さらに言えば、フィリピンやベトナムに対して米軍が基地を敷設しようとしている件、
日本が両国と合同軍事演習をしている件、これらの国に武器を輸出する件などは少しも語られない。


中国にしてみれば目と鼻の先で軍事演習がされているわけであり、
それも領土問題とは直接関係のないはずの日米が干渉しているのであるから危機感を抱かないはずがない

しかし、こういう向こう側の恐怖心は完全に無視され、「怖い中国」だけが喧伝される。


先日、私のもとに届いたある学会誌には
中国は経済力、軍事力、ともに世界第二位であり、表面的には華々しいパフォーマンスをしているが、
中国にはクール・チャイナというようおな世界の人々を惹きつける魅力がないと書かれていた。
アメリカには永住する移民が多くいるが、中国に移民しようとする人間がいるだろうかと。
(学会誌の文章である。そのへんの右翼雑誌の文章ではなくて)


その根本的理由は共産党統治下での自由の欠如らしいが、
アメリカにしたところで、ムスリムや黒人はおよそ本当の意味での自由は享受していないのが実情である。
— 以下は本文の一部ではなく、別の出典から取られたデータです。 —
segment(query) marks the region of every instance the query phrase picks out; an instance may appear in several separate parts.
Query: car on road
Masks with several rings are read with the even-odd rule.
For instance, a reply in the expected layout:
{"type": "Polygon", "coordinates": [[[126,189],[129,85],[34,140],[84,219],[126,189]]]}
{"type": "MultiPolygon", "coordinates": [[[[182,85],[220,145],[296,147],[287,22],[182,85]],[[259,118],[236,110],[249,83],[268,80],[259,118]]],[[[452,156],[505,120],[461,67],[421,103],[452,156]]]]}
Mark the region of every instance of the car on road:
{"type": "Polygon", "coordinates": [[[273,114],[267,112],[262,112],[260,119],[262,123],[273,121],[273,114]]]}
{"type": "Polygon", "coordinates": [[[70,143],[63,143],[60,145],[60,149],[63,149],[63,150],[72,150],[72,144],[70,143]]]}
理系の研究者が海外の機関に就職してしまい、人材が育っていないのが大分前から問題視されているが、
それは別に日本よりアメリカのほうが自由があるからではなくて、単純に待遇や設備の問題だろう。


中国への留学生はそれなりにいるけれども、それは何も中国をリスペクトしているわけではなくて、
研究上、向こうの大学で学んだほうが都合がよいからに他ならない。


なんというか、こういう非常に単純な中国に対するビジョンというものが
教授レベルでも当たり前のように共有されていて、こういう人物が語る反戦論や
反自民党論というのがどれほど弱々しいものであるかは容易に想像できるのではないかと思う。



私がそれなりに苦労して得た中国の実情に対する書誌の数々も、
市場全体にあふれている中国バッシングを目的としたそれと比べれば微々たるものでしかない。


それは中国も同じで、ある見解を促す情報は山のようにある一方で、
別視点から語られたものは極端に少ないのだろう。直接行ったわけではないので断言はできないが。

だが、間違っても中国より日本やアメリカのほうが自由があると勘違いしてはいけないと私は思う。
仮にだが、新聞やテレビ番組で北朝鮮や中国の言い分にも一理あると語ることは出来るだろうか?

もちろん、法律上は可能だが、実際の問題として、それをやるマスメディアは存在しているだろうか?
むしろ逆に政府の見解にそって中国の悪印象を強調する記事が大半を占めているのではないか?


どうも私には巷にあふれる中国論は、相対的にアメリカや日本には
自由があると再確認したいという願望が含まれているような気がするのである。